Introduction
The ClickHouse data directory, typically located at /var/lib/clickhouse, is the central hub for storing various files essential to the functioning of the ClickHouse database management system. In this blog post, we will explore each file in the ClickHouse data directory, understanding its purpose and significance.
root@de6077477132:/var/lib/clickhouse# ls -l total 76 drwxr-x--- 2 clickhouse clickhouse 4096 Jun 1 11:09 access drwxr-x--- 2 clickhouse clickhouse 4096 Jun 1 11:09 cores drwxr-x--- 1 clickhouse clickhouse 4096 Jun 1 11:09 data drwxr-x--- 2 clickhouse clickhouse 4096 Jun 1 11:09 dictionaries_lib drwxr-x--- 2 clickhouse clickhouse 4096 Jun 1 11:09 flags drwxr-x--- 2 clickhouse clickhouse 4096 Jun 1 11:09 format_schemas drwxr-x--- 4 clickhouse clickhouse 4096 Jun 1 11:09 metadata drwxr-x--- 2 clickhouse clickhouse 4096 Jun 1 11:09 metadata_dropped drwxr-x--- 1 clickhouse clickhouse 4096 Jun 1 11:09 preprocessed_configs -rw-r----- 1 clickhouse clickhouse 56 Jun 5 16:36 status drwxr-x--- 1 clickhouse clickhouse 4096 Jun 5 16:38 store drwxr-x--- 2 clickhouse clickhouse 4096 Jun 1 11:09 tmp drwxr-x--- 2 clickhouse clickhouse 4096 Jun 1 11:09 user_defined drwxr-x--- 2 clickhouse clickhouse 4096 Jun 1 11:09 user_files drwxr-x--- 2 clickhouse clickhouse 4096 Jun 1 11:09 user_scripts -rw-r----- 1 clickhouse clickhouse 36 Jun 1 11:09 uuid
access:
The access directory stores files related to user access control and permissions in ClickHouse. It includes configuration files and access-related metadata.
root@de6077477132:/var/lib/clickhouse# cd access/ root@de6077477132:/var/lib/clickhouse/access# ls -l total 20 -rw-r----- 1 clickhouse clickhouse 1 Jun 1 11:09 quotas.list -rw-r----- 1 clickhouse clickhouse 1 Jun 1 11:09 roles.list -rw-r----- 1 clickhouse clickhouse 1 Jun 1 11:09 row_policies.list -rw-r----- 1 clickhouse clickhouse 1 Jun 1 11:09 settings_profiles.list -rw-r----- 1 clickhouse clickhouse 1 Jun 1 11:09 users.list
cores:
ClickHouse stores core dump files in the cores directory when the system encounters a crash or abnormal termination.
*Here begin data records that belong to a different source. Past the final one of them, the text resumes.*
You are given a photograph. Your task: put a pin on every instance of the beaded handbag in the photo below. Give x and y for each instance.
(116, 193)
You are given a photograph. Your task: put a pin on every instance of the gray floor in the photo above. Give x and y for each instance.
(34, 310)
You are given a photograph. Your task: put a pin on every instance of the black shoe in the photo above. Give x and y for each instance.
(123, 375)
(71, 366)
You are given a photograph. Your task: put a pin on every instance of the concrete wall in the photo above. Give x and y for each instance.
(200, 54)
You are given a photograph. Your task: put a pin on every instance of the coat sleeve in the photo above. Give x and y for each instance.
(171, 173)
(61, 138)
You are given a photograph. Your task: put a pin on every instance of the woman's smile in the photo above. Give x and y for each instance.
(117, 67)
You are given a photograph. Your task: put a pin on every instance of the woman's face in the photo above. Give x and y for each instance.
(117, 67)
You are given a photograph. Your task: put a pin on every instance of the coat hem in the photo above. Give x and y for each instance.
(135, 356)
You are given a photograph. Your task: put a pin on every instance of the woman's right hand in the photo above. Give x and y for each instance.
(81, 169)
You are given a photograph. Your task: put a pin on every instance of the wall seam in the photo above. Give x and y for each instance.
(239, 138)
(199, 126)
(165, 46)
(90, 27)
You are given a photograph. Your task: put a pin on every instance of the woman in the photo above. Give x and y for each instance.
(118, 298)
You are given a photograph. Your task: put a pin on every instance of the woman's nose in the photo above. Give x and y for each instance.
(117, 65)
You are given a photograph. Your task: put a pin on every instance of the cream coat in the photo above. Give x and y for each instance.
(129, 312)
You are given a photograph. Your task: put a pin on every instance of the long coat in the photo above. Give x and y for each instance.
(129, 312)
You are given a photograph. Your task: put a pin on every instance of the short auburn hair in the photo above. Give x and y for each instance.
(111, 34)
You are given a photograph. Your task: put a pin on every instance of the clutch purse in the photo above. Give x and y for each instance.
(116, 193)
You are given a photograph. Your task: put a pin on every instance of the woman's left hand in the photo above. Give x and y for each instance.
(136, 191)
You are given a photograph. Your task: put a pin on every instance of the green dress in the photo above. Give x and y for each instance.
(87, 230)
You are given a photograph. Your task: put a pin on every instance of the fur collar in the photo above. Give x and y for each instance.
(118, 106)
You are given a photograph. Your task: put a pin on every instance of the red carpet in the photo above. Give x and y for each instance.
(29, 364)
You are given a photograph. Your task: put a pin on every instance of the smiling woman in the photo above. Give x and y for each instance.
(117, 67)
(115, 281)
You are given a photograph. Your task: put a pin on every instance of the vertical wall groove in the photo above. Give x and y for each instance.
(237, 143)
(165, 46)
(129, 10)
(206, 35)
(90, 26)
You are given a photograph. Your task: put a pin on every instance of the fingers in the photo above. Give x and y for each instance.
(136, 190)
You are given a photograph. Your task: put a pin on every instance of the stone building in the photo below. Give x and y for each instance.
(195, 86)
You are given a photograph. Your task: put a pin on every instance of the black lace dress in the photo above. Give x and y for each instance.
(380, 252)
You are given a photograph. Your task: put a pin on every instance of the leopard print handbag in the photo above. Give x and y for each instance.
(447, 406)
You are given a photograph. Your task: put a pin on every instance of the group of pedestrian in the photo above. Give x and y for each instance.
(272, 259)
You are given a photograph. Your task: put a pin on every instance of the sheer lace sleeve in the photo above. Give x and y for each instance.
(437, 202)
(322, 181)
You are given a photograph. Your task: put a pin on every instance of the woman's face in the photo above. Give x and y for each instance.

Core dump files contain the program’s state at the time of the crash and are crucial for debugging purposes.
data:
The data directory is the primary location where ClickHouse stores the actual data files for tables and partitions. It contains subdirectories for each database and further subdirectories for each table and partition, storing the respective data files in a columnar format.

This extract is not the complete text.